Вяземский уж утратил рассудок. Он схватился за руку, пробитую насквозь, и тщетно силился остановить кровь. Тогда рынды, что сопровождали государя, опустили Афанасия на колени. Безмолвно и в горячем бреду Вяземский бормотал что-то невнятное, уж утратив речь. Едва Иоанн хотел было замахнуться, как силы его подвели. Он выронил нож и едва остался на ногах. Малюта помог государю опуститься в кресло.

– Вяземского под стражу, – повелел Иоанн, опуская окровавленные руки в полном и изнурённом бессилии.

Иоанн глядел вперёд себя, чувствуя, как рассудок покидает его. Вокруг него звучали лишь мутные отголоски бытия, которое когда-то имело смысл. Всё померкло. Единственно, отчего владыка едва-едва повёл головою, как чей-то голос – Иоанн уж не припомнит, кто ему об том доложил, – что Фёдора Алексеича снесли на верх.

– Он дышит? – осипшим шёпотом спросил царь.

– Да, царе, – послышался ответ.

Иоанн еле заметно кивнул, закрывая тяжёлые веки.

Глава 15

Мощёная мостовая Волынского городка Ковеля встречала новую зарю уже в трудах. Рыбаки причаливали к берегу да выносили на спинах своих утренний улов. Многие мореходы сидели без дела, ожидая, как придёт их время отправляться. Великое по красоте да по мощи своей судно швартовалось к берегу, и премного мужей силу прилагали свою немалую, чтобы встать к берегу.

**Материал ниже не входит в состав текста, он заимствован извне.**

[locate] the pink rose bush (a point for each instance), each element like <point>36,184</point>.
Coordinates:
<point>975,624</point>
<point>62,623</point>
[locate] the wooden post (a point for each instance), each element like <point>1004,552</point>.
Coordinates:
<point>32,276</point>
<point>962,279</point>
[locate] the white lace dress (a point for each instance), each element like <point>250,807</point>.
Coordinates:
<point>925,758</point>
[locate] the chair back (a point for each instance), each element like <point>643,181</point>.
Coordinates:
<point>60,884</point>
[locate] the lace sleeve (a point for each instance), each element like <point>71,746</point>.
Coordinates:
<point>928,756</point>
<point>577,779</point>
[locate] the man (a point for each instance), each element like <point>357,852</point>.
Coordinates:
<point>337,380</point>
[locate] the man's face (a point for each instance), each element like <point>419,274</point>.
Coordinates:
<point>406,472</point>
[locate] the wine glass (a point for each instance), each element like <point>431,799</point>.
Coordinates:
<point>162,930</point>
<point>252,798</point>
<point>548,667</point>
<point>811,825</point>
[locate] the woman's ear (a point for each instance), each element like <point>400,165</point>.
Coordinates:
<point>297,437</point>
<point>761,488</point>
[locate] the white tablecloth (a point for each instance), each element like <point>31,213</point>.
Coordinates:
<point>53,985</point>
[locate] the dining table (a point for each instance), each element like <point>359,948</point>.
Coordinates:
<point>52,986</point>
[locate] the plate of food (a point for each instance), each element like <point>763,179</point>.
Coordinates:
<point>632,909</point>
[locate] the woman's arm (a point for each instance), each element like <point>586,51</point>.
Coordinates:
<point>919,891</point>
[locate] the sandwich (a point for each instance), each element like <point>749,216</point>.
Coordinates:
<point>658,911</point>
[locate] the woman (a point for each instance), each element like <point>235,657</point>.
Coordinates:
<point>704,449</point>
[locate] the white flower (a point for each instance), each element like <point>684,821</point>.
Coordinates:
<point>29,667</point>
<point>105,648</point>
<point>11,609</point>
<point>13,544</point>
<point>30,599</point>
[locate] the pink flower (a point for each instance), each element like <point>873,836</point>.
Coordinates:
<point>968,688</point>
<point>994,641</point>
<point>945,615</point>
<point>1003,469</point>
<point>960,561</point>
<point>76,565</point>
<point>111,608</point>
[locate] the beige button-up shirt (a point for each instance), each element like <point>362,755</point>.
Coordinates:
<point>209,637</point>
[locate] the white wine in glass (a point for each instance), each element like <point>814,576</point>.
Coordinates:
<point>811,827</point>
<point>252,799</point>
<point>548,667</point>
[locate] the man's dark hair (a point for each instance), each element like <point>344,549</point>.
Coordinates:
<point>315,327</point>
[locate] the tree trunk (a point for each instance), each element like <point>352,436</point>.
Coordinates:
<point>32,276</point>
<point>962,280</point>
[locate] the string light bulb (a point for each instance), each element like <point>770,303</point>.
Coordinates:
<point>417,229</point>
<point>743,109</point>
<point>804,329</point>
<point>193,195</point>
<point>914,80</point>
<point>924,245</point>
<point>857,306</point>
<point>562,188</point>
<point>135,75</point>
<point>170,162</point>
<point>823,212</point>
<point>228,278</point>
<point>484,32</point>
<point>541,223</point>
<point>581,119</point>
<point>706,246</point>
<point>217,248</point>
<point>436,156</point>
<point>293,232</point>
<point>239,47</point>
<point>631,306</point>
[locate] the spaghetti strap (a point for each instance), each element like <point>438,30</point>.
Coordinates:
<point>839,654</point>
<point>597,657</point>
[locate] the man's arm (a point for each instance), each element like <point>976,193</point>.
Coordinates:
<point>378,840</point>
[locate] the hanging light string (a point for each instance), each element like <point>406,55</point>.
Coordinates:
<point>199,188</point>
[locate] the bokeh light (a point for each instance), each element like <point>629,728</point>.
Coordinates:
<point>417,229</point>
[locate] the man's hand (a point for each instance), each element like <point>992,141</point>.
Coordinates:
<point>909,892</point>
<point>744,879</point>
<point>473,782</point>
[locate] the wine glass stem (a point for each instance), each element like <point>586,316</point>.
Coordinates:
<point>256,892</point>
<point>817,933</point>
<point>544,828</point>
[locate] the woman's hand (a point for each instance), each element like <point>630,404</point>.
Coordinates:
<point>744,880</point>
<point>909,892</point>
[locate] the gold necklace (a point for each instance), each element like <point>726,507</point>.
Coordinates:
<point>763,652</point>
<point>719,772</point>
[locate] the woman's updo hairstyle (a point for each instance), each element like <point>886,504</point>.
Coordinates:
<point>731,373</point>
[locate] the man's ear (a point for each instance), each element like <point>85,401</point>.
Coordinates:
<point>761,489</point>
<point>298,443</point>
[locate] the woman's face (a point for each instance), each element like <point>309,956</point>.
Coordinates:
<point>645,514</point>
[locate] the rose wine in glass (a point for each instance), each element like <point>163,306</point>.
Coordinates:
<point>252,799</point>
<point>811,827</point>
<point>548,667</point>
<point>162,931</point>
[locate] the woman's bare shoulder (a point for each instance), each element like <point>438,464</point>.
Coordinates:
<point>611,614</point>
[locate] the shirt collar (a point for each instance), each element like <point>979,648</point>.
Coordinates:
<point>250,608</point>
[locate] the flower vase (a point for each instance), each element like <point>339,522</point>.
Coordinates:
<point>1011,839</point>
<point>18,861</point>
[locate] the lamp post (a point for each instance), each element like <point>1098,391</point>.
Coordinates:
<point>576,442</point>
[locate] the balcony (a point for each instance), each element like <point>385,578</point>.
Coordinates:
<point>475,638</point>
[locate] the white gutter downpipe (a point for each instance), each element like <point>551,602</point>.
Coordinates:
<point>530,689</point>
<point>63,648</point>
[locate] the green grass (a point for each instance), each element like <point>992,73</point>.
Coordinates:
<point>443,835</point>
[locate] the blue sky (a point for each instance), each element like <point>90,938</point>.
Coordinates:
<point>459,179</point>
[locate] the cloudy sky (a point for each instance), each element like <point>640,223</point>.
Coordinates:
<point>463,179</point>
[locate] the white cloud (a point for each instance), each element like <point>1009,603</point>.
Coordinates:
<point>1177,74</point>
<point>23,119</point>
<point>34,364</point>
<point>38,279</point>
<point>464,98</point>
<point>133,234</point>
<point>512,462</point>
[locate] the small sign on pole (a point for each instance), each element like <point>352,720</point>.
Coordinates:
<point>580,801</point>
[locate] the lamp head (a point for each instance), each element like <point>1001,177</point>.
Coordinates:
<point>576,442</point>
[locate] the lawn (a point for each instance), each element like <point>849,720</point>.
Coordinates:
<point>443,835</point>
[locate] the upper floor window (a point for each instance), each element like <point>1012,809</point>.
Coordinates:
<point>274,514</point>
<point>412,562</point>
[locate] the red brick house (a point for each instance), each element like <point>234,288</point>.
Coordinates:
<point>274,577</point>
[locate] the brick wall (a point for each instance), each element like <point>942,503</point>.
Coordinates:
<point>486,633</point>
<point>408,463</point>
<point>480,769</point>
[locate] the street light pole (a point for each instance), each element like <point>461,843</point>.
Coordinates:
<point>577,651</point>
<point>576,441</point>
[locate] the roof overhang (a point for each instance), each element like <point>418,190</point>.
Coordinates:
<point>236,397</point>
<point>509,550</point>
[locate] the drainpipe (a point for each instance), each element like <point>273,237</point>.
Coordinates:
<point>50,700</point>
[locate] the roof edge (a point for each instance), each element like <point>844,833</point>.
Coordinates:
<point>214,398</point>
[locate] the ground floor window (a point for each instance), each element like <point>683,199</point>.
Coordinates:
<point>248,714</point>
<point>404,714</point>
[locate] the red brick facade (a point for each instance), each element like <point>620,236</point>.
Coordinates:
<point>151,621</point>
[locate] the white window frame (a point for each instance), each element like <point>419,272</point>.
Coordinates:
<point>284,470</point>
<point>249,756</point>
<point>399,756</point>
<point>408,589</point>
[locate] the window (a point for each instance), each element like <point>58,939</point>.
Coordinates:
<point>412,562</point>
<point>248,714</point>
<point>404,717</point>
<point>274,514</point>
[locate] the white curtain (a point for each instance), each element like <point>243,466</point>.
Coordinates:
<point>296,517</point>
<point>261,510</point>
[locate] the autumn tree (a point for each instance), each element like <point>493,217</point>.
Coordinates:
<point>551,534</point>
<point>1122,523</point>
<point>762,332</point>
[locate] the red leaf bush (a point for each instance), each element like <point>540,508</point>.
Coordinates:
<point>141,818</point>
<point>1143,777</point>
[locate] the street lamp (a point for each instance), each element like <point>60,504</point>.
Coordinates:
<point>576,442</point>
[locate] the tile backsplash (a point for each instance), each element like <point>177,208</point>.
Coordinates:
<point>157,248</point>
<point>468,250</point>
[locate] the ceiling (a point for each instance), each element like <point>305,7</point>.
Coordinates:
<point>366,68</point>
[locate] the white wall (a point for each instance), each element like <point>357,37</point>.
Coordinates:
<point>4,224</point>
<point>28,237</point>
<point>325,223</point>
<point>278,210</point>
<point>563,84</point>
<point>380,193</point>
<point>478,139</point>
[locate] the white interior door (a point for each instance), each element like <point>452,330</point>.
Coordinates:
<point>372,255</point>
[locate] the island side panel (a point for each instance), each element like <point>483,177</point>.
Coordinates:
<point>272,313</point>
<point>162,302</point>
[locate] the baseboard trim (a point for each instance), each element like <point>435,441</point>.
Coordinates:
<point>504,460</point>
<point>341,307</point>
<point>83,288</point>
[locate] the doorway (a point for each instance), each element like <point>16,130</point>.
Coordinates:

Среди прочих мореходов был и Луговский с верным подручным своим Борисом. Михаил был без рубахи, и на его теле, опалённом солнцем до тёмных пятен, виднелись синеватые рисунки, вбитые прямо на коже. Помимо них, премного шрамов выступали на могучем торсе. Борис же по одеянию мог сойти за священника. Неизменно приспешник Луговского наглухо застёгивал ворот рубахи до самого горла, как бы ярко и беспощадно ни палило солнце.

Сойдя на берег, оба мужчины огляделись, выискивая что по сторонам. Михаил усмехнулся, завидев вдалеке знакомого. Едва ли можно было не приметить самого Луговского – и мужчина на пристани приподнял руку, приветствуя беглых новгородцев. Михаила, верно, встречал кто из знатных – то ясно говорила одежда, скроенная мастерами на службе при дворе Жигимона, накидка со знаками отличия вельмож да оружие, кованное не иначе как латинами.

– А вот и мы, голубчик! – молвил Михаил, разводя руками.

Андрей Курбский коротко кивнул, приветствуя их. Борис достал из-за шиворота конверт, да не спешил отдавать его Андрею.

– Безмерно рад видеть в добром здравии, – произнёс Курбский, протягивая руку.

– В сей раз, Андрюш, беда приключилася. Придётся чуть подкинуть сверху, да притом дукатами, – потянувшись, молвил Михаил. – Не скоро я на Русь вернусь, ой не скоро…

Андрей поджал губы, но вежливая улыбка сохранялась на его лице.

– И что же за напасть с вами сделалась? – спросил Курбский, опустив руку на шёлковый кошель на поясе.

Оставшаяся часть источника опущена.